O tempo, como ela já esperava, passou incrivelmente devagar. Serviu apenas para que refletisse um pouco sobre o que estaria prestes a fazer

No intervalo David dispensou os amigos que vieram a seu encontro, e isso a deixou satisfeita.

— Eu sempre invento uma desculpa diferente pros caras, já estão reclamando. — admitiu.

— Eu só quero você emprestado por alguns minutos, não vou te tirar do seu precioso futebol!

Ele soltou uma gargalhada prazerosa.

Desceram algumas escadas, sempre conversando muito, e passaram por vários corredores até finalmente pararem. Não havia mais ninguém ali, o que era perfeito para os planos de Cherry.

Ela encostou-se de costas na parede em uma menção de descansar sua cabeça, até deslizar lentamente até chão. David fez o mesmo.

— E então? — disse ele de repente. — Não vai me contar como o casal mais invejado da escola acabou se separando...

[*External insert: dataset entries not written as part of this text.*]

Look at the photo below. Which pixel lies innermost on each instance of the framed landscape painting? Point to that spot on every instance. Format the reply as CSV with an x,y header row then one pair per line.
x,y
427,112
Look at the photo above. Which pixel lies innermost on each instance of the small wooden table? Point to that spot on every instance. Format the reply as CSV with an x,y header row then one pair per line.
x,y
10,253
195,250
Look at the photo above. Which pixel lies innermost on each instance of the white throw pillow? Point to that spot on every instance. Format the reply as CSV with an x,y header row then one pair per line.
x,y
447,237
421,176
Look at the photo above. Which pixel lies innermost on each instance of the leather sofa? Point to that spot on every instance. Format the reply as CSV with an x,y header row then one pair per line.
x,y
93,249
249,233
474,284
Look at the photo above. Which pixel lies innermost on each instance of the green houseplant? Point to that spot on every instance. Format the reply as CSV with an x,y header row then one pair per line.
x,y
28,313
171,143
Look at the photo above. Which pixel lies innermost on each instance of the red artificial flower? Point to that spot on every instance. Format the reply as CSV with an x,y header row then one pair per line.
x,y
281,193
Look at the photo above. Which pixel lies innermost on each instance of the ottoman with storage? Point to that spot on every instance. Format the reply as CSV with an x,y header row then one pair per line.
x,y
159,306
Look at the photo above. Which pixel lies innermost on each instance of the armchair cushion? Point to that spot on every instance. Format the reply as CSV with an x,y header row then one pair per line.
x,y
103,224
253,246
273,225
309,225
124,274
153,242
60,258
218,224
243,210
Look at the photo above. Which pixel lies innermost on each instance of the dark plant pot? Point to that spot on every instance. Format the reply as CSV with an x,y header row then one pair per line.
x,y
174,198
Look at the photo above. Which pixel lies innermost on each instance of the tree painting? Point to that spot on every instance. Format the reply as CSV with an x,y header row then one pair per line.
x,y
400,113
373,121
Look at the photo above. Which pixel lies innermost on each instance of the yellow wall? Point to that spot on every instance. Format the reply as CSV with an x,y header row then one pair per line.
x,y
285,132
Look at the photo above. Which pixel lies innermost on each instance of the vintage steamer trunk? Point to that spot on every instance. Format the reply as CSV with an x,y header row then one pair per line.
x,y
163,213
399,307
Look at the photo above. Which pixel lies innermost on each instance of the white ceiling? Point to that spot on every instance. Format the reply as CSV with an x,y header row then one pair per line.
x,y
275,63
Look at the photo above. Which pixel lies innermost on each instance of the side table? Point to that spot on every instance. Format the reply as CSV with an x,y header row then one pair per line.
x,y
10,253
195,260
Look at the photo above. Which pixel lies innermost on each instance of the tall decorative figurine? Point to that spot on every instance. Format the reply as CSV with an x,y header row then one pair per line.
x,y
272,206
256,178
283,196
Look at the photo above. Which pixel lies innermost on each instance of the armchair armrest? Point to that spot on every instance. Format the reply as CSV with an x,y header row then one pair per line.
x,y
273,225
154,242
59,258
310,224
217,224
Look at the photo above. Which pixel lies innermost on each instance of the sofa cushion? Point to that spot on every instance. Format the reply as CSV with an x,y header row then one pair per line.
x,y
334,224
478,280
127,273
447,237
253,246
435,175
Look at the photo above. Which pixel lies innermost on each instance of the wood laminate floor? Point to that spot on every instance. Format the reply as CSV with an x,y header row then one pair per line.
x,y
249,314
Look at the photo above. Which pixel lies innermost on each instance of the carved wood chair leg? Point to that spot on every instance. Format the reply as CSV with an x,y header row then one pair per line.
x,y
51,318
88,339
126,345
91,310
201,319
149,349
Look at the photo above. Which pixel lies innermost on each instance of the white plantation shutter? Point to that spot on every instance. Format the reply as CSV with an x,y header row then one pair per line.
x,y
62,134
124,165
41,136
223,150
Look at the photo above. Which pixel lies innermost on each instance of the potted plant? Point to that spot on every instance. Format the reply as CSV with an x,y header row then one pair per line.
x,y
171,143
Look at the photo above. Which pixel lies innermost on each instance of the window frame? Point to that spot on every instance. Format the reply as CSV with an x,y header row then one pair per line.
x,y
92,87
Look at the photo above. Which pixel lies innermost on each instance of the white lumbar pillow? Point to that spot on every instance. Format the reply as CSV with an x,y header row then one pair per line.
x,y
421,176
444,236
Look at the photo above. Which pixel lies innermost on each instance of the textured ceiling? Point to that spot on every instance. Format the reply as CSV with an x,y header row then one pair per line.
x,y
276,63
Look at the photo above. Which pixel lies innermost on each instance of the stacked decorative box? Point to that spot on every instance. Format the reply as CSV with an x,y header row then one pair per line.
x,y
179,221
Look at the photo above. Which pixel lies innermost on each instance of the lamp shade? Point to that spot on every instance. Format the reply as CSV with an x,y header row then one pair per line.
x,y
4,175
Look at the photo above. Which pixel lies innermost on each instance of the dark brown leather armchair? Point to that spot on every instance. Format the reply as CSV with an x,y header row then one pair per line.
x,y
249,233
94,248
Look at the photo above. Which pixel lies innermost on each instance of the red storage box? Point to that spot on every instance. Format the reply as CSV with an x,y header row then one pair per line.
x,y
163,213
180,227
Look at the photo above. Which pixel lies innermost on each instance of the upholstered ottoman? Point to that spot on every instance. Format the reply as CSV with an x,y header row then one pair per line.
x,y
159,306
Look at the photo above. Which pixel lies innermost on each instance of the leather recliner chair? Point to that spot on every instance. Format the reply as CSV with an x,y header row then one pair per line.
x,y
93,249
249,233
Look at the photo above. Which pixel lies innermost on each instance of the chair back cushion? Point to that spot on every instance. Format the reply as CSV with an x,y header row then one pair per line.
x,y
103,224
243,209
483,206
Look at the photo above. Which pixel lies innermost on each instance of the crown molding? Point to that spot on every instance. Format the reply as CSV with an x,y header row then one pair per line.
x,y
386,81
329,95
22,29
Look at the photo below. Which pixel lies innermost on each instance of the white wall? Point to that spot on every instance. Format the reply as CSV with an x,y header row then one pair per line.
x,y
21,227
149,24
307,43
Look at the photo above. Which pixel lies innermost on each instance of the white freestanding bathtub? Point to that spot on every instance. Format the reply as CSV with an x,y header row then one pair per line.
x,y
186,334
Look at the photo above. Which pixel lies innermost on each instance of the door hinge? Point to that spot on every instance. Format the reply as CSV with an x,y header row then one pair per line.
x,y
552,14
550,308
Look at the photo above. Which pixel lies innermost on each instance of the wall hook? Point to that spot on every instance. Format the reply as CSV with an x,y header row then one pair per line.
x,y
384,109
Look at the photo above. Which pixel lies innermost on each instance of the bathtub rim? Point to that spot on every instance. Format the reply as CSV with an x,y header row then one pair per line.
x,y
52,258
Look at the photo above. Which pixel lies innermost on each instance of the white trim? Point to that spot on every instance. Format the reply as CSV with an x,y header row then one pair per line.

Os olhos da garota ganharam um estranho cansaço, como se aquele assunto tirasse suas energias. Mordeu os lábios a procura de palavras.

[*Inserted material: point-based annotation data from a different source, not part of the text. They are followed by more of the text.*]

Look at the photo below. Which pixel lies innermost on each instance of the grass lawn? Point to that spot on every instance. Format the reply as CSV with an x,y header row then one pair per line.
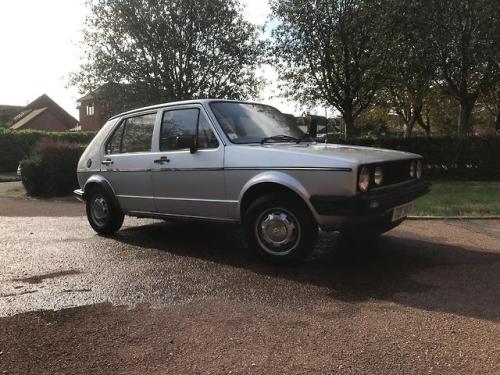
x,y
464,198
9,176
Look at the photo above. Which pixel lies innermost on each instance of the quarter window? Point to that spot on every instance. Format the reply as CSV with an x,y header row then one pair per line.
x,y
183,122
133,135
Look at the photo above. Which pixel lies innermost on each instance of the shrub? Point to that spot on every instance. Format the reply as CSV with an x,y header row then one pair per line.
x,y
52,171
16,145
446,157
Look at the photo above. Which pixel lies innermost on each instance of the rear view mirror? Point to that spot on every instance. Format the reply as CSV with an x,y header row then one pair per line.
x,y
186,141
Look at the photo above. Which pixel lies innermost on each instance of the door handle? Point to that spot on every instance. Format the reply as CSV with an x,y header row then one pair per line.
x,y
162,160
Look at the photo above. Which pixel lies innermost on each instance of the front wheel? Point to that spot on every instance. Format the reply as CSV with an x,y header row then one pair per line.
x,y
280,228
103,213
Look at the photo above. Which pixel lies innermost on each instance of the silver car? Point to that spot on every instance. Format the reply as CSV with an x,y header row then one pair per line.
x,y
245,163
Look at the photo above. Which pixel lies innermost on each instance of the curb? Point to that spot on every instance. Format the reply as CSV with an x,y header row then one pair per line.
x,y
490,217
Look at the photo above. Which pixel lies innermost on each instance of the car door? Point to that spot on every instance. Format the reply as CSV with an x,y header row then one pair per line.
x,y
127,162
187,183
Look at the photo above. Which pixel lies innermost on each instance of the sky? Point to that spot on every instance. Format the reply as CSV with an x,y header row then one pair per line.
x,y
39,48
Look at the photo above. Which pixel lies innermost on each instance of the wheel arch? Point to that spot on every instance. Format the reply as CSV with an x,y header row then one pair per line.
x,y
272,182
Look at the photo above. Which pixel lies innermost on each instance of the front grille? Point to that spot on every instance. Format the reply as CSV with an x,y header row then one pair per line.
x,y
396,171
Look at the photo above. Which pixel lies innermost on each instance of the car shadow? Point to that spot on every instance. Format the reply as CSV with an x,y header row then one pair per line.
x,y
414,272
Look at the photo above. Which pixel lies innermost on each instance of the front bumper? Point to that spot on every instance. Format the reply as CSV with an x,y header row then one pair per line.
x,y
373,203
79,194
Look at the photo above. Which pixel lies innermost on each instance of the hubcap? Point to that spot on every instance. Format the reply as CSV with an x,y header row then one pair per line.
x,y
100,210
277,231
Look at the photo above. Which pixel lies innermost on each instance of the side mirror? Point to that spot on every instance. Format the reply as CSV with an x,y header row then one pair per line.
x,y
186,141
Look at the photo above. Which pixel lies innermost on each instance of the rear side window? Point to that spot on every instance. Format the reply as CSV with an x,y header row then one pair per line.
x,y
183,122
133,135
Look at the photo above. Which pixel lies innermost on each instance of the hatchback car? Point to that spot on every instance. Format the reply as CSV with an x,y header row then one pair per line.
x,y
245,163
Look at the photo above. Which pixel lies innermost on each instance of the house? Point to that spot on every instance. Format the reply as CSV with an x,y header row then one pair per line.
x,y
44,114
93,112
8,112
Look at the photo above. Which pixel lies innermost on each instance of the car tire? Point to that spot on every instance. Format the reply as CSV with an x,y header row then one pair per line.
x,y
280,228
103,212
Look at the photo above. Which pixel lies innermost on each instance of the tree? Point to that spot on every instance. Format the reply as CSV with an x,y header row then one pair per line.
x,y
491,101
329,52
466,44
163,50
410,69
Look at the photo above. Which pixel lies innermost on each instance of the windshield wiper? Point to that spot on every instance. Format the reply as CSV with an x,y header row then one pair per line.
x,y
280,138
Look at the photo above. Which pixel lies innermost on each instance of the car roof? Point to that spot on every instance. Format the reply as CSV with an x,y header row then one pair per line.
x,y
169,104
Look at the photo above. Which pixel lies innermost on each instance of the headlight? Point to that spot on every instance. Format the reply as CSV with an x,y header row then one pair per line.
x,y
378,176
364,179
419,169
413,169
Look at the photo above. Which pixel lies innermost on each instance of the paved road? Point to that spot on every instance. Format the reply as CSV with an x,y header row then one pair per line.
x,y
177,298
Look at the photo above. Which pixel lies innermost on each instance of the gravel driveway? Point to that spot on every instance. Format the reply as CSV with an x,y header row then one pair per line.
x,y
177,298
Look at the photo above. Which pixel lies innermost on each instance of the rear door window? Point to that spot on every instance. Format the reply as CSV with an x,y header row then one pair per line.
x,y
134,134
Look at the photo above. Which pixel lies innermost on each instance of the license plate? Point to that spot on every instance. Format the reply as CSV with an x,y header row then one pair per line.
x,y
402,211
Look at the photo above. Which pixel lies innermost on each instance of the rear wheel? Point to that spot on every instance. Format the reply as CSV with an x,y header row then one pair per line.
x,y
280,228
103,213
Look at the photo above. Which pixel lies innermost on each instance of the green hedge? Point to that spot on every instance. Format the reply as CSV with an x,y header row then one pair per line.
x,y
468,158
52,171
18,145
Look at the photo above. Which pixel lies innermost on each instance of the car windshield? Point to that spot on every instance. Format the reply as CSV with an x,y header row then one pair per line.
x,y
253,123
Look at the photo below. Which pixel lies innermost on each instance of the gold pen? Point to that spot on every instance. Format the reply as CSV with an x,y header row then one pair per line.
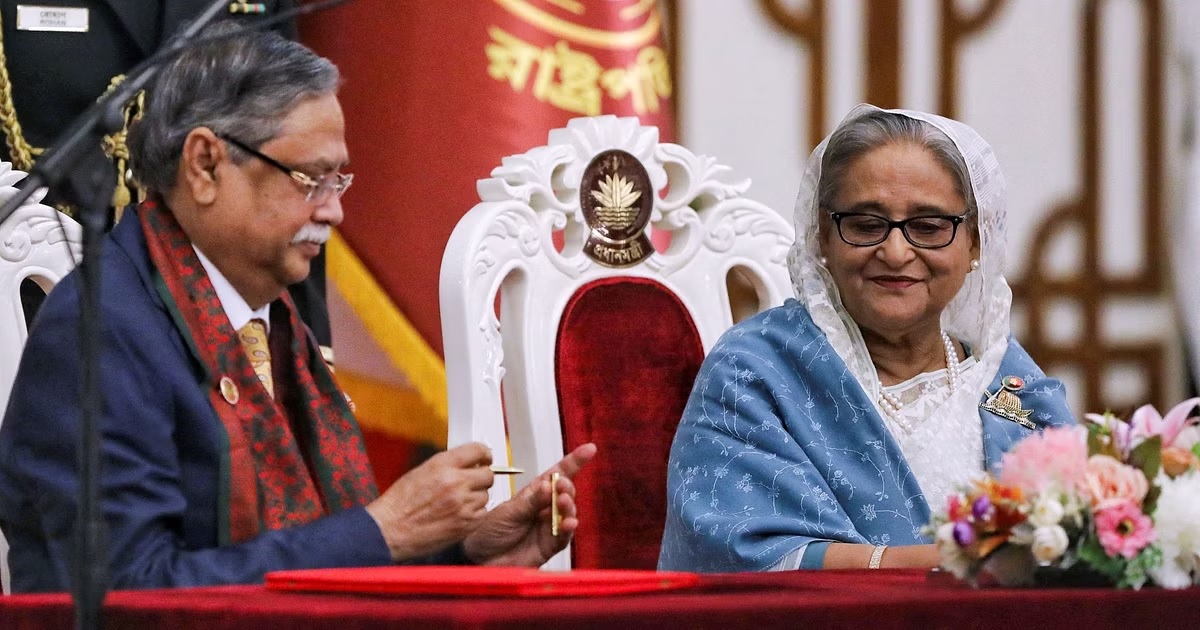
x,y
507,471
553,504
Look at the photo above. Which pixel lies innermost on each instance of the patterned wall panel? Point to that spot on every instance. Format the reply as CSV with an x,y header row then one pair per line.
x,y
1066,279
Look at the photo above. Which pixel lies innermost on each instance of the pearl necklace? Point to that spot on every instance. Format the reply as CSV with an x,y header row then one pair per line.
x,y
891,402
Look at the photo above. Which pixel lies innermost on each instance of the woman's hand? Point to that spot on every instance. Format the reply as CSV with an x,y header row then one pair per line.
x,y
849,556
519,531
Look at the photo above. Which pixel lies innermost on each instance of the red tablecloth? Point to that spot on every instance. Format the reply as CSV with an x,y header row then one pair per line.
x,y
817,599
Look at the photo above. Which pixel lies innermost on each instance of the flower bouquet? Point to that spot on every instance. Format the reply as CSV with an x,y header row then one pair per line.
x,y
1108,502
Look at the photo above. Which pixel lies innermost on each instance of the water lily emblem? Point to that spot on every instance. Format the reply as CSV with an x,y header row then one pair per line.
x,y
617,197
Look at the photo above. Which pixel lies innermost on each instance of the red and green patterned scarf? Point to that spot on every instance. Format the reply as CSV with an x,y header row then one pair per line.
x,y
268,480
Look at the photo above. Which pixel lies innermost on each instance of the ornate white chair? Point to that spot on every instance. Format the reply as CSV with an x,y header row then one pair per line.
x,y
603,335
37,243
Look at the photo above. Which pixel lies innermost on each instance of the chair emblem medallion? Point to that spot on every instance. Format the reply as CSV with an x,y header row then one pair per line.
x,y
617,201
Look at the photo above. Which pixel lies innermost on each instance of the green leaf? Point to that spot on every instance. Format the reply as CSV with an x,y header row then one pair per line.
x,y
1099,441
1149,456
1151,501
1092,553
1096,439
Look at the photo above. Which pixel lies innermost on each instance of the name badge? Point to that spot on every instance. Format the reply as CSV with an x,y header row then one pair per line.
x,y
52,18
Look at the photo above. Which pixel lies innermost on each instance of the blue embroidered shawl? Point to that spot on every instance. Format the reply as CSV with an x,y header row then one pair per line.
x,y
780,447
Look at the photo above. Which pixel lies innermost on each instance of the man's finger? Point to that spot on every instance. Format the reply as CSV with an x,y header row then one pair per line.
x,y
575,461
471,455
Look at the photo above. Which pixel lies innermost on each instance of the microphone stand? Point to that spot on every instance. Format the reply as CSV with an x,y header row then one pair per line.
x,y
90,561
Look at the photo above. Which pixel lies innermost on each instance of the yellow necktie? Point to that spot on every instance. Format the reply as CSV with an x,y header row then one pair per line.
x,y
253,341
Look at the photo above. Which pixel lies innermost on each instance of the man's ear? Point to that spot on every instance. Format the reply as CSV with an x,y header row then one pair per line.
x,y
203,153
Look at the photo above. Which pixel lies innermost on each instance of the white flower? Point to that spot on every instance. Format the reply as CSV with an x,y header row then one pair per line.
x,y
954,559
1047,511
1049,544
1177,531
1188,438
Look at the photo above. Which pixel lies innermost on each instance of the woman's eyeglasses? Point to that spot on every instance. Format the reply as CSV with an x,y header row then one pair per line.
x,y
862,229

— Nunca daria certo — ela suspirou — Todos sabiam disso, mas eu estava cega demais pra perceber.

David olhava para frente em algum ponto imaginário.

— Que estranho...

— O que? — perguntou intrigada.

— Eu jurava que tinha tudo pra dar certo.

Cherry não podia deixar o assunto se desviar tanto assim, tinha uma meta, mas falar sobre Aplhonse conseguia mexer com ela.

— Nem tanto quanto você e Polly. — sorriu tristemente.

Deu certo. David se comovera com o comentário, e a expressão de tristeza de Cherry partira seu coração.

— Cherry... Você com toda certeza vai encontrar alguém. — Ele tentava controlar o impulso de abraçá-la. — Você é uma pessoa maravilhosa!

Ela balançou a cabeça lentamente.

— Sou uma pessoa terrível David... Você não imagina o quanto.

Seus olhos embaçados não conseguiam enxergar o rapaz de cabelos castanhos e tão atraente, completamente comovido. Ela apertou os olhos e as lagrimas desceram rapidamente.

Os dedos calorosos de David foram ligeiros em enxugar o rastro quente da lágrima. Mas não se ateve a somente isso. Ele sentia toda a perfeição daquela pele, que já não sentia a algum tempo, hipnotizado em apenas um toque. Cherry encontrou os olhos perdidos do garoto a sua frente, claramente em um conflito pessoal.

Ela daria um fim naquele conflito. Segurou delicadamente o rosto de David, com um movimento simples foi fácil trazer seu foco para seus próprios olhos. Os dois realmente se olhavam.

David se inclinou para frente como para um precipício mortal, enquanto Cherry fechava seus olhos. Seus lábios se tocaram então, como ela queria que acontecesse, como havia planejado.

Em um mês, Cherry conseguiu se tornar extremamente popular. Todas as invejavam novamente, e o mais importante, David era seu. Ela finalmente tinha tudo.